Reviglio in his study, states that serendipity
cannot be created on demand (Reviglio, n.d.).
Instead, it should be cultivated by creating
opportunities for it. These opportunities would be
present in a learning environment that can be
physical or digital. He elaborates his concept
through social media. He affirms that by pushing the
user to burst from the bubble, we give the people the
power to discover and by doing this, we create
balance by giving freedom and mystery. As a
continuation for what was previously said, Son et al.
through their observation noted that microblogging
communities provide a suitable context to observe
the presence and effect of serendipity (Sun et al.,
n.d.). In fact, their experiment revealed a high ratio
of serendipity due to retweeting. They remarked that
this serendipitous diffusion of information affects
the user’s activity and engagement positively.
Some practitioners are trying to create systems
where the design enhances serendipity. Two
examples can be Google’s theoretical serendipity
engine and EBay’s test in serendipitous shopping
(Sun et al., n.d.). Another recommender framework
that tries to introduce serendipity is Auralist (Zhang
et al., 2012). This system attempts not only to
balance between accuracy, diversity, novelty and
serendipity in the recommendation of music, but
also to improve them simultaneously. Observation of
the systems reflects how users are ready willingly
sacrifice some accuracy willingly to improve all the
rest.
In order to better expect the unexpected,
Adamopoulos et al. proposed a method to generate
unexpected recommendations while maintaining
accuracy (Adamopoulos and Tuzhilin, n.d.).
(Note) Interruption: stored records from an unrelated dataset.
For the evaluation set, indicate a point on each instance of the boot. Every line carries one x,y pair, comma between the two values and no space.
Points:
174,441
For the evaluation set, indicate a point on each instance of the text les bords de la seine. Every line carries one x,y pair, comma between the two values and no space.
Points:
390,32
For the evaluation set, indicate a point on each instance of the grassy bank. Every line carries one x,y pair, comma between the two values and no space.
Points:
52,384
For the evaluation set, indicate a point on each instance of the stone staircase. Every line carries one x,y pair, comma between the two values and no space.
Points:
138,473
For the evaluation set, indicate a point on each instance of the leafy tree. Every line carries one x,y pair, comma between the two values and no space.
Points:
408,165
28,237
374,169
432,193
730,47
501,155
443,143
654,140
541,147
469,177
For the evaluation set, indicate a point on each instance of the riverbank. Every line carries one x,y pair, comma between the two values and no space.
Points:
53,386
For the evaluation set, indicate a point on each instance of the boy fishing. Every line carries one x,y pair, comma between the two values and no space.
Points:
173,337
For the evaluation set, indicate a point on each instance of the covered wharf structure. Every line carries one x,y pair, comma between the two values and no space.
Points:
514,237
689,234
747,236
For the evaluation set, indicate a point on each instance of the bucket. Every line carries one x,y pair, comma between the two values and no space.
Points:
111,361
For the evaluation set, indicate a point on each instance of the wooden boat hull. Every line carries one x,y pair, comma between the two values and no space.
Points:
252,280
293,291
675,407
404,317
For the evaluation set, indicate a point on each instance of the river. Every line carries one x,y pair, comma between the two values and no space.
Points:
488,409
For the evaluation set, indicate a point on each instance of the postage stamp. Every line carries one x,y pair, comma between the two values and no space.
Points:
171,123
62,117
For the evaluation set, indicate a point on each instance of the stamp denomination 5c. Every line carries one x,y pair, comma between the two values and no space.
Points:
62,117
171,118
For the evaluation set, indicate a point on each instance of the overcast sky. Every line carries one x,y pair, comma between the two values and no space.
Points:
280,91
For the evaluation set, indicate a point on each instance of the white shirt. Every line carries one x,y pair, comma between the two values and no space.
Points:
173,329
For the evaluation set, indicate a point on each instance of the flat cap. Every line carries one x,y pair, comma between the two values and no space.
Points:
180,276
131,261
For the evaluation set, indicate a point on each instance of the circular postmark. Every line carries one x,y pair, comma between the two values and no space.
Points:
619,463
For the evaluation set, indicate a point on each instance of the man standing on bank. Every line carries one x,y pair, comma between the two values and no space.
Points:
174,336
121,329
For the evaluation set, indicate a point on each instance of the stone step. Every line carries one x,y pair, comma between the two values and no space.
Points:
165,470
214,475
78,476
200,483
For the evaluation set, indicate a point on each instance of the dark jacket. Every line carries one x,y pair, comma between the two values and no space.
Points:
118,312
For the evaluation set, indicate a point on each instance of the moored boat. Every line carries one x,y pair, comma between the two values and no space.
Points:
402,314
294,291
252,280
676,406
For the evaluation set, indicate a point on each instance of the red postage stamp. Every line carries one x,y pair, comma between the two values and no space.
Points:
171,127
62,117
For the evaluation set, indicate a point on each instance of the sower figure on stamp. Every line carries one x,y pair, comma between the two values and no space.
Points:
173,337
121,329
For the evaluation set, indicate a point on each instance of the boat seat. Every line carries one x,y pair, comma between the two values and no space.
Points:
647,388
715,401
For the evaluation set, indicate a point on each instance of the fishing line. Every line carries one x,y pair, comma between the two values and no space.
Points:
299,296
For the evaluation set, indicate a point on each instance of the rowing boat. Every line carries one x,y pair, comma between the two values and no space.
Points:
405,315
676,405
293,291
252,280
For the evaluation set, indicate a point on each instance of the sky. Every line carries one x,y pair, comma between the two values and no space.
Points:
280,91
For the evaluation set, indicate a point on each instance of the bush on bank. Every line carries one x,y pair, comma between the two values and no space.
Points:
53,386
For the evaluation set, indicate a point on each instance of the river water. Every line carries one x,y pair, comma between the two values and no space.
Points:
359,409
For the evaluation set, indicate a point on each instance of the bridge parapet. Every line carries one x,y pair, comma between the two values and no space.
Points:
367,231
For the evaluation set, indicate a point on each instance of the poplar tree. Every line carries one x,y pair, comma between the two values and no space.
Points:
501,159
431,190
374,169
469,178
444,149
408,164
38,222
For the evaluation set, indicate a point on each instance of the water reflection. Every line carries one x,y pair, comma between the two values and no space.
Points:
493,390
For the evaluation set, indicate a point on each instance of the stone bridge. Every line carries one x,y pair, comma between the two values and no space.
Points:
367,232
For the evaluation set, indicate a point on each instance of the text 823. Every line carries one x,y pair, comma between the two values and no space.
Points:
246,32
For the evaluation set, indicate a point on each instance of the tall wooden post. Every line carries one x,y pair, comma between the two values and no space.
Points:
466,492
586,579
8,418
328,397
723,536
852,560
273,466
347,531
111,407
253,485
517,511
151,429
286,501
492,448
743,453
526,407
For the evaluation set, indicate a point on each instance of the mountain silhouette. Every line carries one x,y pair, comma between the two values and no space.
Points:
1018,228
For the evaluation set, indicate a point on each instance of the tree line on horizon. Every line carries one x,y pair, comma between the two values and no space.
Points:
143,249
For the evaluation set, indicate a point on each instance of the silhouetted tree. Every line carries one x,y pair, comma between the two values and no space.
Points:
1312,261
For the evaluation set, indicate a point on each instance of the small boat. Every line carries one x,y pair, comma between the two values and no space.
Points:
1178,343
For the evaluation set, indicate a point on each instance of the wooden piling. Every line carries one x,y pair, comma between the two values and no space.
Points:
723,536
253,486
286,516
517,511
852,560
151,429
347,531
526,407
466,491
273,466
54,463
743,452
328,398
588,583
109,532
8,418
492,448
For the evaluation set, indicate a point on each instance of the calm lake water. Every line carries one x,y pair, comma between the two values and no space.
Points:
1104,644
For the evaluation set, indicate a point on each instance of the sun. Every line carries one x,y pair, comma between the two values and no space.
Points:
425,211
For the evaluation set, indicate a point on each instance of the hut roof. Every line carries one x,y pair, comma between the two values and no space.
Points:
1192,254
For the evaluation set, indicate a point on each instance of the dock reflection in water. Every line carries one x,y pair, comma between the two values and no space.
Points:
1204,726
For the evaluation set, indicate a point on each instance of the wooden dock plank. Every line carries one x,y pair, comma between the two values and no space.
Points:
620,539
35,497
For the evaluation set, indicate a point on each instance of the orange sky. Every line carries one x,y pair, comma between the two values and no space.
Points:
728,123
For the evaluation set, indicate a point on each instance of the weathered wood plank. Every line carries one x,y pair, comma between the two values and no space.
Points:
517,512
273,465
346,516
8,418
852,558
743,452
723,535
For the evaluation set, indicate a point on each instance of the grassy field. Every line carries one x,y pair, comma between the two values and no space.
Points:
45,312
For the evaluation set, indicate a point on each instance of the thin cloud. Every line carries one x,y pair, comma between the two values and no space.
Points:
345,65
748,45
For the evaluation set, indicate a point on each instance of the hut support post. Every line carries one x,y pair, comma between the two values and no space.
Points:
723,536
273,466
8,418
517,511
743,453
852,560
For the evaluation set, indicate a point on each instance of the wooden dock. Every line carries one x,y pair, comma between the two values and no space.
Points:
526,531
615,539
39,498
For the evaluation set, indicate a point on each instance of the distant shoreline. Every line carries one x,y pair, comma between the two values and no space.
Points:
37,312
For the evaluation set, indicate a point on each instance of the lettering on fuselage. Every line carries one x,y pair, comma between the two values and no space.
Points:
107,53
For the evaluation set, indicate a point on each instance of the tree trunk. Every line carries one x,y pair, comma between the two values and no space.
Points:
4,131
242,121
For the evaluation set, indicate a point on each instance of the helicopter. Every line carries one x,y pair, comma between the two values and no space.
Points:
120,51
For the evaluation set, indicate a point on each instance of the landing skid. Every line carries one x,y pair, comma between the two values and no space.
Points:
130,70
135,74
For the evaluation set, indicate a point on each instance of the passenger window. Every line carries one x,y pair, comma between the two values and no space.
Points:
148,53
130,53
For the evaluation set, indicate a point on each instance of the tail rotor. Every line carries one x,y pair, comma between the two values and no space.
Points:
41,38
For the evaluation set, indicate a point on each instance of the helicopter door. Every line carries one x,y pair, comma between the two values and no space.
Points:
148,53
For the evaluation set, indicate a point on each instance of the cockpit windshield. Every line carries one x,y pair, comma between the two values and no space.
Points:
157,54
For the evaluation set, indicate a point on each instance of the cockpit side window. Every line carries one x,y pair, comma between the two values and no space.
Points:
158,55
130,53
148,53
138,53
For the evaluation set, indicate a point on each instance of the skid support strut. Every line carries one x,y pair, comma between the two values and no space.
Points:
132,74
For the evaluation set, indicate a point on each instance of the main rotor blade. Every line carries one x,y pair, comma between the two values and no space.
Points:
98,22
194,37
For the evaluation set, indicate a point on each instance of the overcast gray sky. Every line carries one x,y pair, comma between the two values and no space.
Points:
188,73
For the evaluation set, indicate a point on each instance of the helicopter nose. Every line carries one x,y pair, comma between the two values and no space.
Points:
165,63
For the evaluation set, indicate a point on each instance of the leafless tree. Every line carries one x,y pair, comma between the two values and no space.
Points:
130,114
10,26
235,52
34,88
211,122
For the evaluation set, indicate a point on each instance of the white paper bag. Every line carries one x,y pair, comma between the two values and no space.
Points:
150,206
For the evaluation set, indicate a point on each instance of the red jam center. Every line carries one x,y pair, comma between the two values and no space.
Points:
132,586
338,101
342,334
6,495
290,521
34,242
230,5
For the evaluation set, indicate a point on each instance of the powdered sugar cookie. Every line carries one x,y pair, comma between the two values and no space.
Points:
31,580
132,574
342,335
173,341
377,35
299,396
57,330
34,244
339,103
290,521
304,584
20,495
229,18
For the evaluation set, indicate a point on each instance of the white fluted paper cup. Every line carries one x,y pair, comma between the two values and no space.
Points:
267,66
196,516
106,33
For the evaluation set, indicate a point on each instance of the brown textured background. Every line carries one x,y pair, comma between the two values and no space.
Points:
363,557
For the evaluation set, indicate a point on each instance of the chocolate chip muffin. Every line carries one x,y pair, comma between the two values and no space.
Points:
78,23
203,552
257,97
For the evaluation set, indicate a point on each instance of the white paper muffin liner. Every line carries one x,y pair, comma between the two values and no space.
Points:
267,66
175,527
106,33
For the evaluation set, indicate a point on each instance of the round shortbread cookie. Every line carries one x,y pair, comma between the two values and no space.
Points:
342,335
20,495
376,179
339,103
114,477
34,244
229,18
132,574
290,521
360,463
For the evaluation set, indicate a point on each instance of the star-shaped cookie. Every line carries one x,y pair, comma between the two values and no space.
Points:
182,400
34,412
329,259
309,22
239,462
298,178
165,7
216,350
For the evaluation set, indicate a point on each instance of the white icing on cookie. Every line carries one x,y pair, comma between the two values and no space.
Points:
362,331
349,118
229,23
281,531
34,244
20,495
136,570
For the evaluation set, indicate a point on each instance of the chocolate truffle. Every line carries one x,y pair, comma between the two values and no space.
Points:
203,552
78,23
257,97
We
used their algorithm in our study, and therefore, we
will be explaining it later.
3 IMPLEMENTATION
ENVIRONMENT
In this section, we present the algorithm used
followed by the dataset.
3.1 Strategies
In order to test the optimal number of serendipitous
recommendations in the accurate list of
recommendations, we started by choosing an
algorithm for both our base strategy and the
serendipity strategy. For the base strategy, we picked
a non-personalized single-heuristic strategy. Our
base study, which is supposed to generate accurate
recommendations, is based on the popularity. In this
strategy, the selection of the items is done in a
descending order of popularity (i.e. number of
ratings).
As for the serendipity strategy, which is
personalized, it takes into consideration three factors
in order to select the item and add it to the
recommendation list: the quality, the unexpectedness
and the utility. Certain restrictions and boundaries
are placed in order to test if the item’s quality is
above a certain lower limit, and if it is farther
enough from the expectations of the user (not too
much, not too little).
Six cases were subject to our testing. In each
case, we varied the number of recommendations
generated by each of the two strategies previously
mentioned. Starting from case one where all the
items are generated by the base strategy, till the last
case where all items are serendipitous, we changed
the number of items as follows:
Case 1: Strategy_10B_0S:
10 recommendations from the base strategy
No recommendation from the serendipity strategy
Case 2: Strategy_8B_2S
8 recommendations from the base strategy
2 recommendations from the serendipity strategy
Case 3: Strategy_6B_4S
6 recommendations from the base strategy
4 recommendations from the serendipity strategy
Case 4: Strategy_4B_6S
4 recommendations from the base strategy
6 recommendations from the serendipity strategy
Case 5: Strategy_2B_8S
Adaptive Serendipity for Recommender Systems: Let It Find You
741
2 recommendations from the base strategy
8 recommendations from the serendipity strategy
Case 6: Strategy_0B_10S
No recommendation from the base strategy
10 recommendations from the serendipity strategy
3.1.1 Serendipity Algorithm
As we have previously mentioned, we used the
algorithm implemented by Adamopoulos et al.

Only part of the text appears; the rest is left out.